"Does the preventive
Another determinant is whether or not the person believes
that the preventive action actually works (i.e., if it can
indeed prevent the disease or problem). Another name for this
barrier is "perceived action efficacy." If people
think the preventive action you are promoting does not work
to prevent the problem or disease, then they probably will
probably not do it.
The old fisherman did not quit smoking because he thought
that stopping smoking (at his ripe old age) would not
help prevent cancer.
Let's say that a mother thinks that her child can get
dehydrated (1), and that dehydration is very serious (2),
but that ORS does nothing to correct dehydration (i.e.,
that ORS is not efficacious at preventing dehydration).
Will she use it? Probably not. The same can be said for
men who think that fidelity in marriage will not help
them prevent AIDS. Another example would be a man who
chooses to sleep with multiple partners who says - by
some very strange logic - that if he cannot be 100% sure
he is preventing AIDS by wearing a condom, then he will
never use one.
Let's say that a farmer believes that his grain in storage
could get bugs in it (1), and that situation would be
very serious (2), but that the smoke from a fire built
under his improved silo will not keep the bugs out.
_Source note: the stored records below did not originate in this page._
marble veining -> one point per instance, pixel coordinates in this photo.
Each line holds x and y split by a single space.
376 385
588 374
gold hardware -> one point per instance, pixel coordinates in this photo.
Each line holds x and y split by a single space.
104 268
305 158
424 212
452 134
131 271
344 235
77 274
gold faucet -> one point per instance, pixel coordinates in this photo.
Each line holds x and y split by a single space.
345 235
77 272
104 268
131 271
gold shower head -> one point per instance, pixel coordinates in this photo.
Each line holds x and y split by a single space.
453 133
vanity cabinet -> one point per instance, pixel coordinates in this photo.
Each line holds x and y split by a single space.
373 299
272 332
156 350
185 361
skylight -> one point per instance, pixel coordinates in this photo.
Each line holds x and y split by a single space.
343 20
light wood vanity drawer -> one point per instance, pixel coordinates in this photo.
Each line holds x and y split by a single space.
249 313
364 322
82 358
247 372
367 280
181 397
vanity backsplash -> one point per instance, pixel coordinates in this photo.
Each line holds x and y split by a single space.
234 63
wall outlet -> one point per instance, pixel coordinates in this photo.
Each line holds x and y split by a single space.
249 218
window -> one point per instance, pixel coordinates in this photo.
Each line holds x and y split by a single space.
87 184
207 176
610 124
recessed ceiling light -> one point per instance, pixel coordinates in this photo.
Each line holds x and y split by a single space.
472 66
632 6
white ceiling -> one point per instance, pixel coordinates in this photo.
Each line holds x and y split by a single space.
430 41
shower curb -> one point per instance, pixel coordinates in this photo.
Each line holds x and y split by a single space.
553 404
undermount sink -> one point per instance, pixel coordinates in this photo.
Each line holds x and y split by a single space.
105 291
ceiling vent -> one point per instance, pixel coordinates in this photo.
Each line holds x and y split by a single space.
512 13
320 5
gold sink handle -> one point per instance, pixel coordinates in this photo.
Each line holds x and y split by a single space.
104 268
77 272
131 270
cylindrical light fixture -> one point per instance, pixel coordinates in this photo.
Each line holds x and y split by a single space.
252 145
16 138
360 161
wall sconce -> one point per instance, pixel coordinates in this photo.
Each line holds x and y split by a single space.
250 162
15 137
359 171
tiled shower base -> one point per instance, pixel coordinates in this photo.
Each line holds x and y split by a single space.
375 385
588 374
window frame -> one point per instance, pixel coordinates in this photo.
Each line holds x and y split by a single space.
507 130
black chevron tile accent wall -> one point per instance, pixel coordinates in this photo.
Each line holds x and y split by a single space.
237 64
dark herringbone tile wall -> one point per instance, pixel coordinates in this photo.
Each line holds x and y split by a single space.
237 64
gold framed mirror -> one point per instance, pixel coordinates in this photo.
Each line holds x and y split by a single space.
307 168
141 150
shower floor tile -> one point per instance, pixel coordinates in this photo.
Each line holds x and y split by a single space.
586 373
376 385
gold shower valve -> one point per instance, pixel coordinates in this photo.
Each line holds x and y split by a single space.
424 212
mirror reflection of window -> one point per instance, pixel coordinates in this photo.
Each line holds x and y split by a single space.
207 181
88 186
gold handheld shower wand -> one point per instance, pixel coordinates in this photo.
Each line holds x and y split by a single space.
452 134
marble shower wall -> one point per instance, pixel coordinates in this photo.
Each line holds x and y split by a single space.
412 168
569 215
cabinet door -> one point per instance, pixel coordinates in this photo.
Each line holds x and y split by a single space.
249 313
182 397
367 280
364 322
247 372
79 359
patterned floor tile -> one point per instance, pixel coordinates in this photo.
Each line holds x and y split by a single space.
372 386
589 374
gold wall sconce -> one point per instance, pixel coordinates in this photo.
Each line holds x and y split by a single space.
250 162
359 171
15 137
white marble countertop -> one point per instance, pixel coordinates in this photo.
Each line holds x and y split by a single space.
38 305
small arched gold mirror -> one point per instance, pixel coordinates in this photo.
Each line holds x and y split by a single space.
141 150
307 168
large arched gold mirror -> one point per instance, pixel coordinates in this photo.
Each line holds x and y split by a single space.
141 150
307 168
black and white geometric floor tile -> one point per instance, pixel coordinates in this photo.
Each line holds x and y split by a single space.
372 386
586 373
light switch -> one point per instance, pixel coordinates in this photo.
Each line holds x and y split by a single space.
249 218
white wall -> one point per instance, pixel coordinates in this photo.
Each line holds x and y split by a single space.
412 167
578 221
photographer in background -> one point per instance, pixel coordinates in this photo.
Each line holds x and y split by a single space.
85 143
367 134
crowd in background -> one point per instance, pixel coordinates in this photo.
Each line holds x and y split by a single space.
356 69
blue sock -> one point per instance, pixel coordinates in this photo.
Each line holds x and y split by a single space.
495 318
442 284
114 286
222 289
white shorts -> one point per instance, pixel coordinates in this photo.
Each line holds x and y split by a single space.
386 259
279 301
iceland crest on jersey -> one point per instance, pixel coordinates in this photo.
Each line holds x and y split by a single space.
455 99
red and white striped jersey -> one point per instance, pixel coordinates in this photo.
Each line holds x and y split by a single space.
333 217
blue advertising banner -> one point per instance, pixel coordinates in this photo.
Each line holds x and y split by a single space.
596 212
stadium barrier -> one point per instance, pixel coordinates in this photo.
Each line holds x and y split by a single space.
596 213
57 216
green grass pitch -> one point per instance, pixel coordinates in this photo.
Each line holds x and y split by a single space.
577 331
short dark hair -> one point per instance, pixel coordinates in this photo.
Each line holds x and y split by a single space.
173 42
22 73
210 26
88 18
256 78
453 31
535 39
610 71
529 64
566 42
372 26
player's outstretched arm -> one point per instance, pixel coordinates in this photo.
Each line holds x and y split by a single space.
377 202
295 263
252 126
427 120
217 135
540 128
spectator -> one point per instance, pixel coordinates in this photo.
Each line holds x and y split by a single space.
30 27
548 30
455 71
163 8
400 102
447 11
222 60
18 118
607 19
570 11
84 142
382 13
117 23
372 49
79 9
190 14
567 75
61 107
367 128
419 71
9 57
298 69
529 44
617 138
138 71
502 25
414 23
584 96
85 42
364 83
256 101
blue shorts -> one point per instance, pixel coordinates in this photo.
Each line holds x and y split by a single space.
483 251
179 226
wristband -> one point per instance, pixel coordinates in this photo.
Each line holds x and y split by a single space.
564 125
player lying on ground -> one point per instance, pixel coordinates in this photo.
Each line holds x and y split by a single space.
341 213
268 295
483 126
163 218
In
that case, he may not build an improved silo.
How could you convince a person that an improved silo works?
Or that ORS works?
First, we could use questions to find out why he/she thinks
that it does not work. You could then invite a farmer to talk
to another farmer, or a mother to talk to another mother,
who has used the practice and believes it works.
This determinant can also be turned around into a positive
attribute of the action. If someone believes that a particular
behavior is highly effective, you can ask them why they think
it works and use their response (assuming it’s true)
when promoting the behavior with others.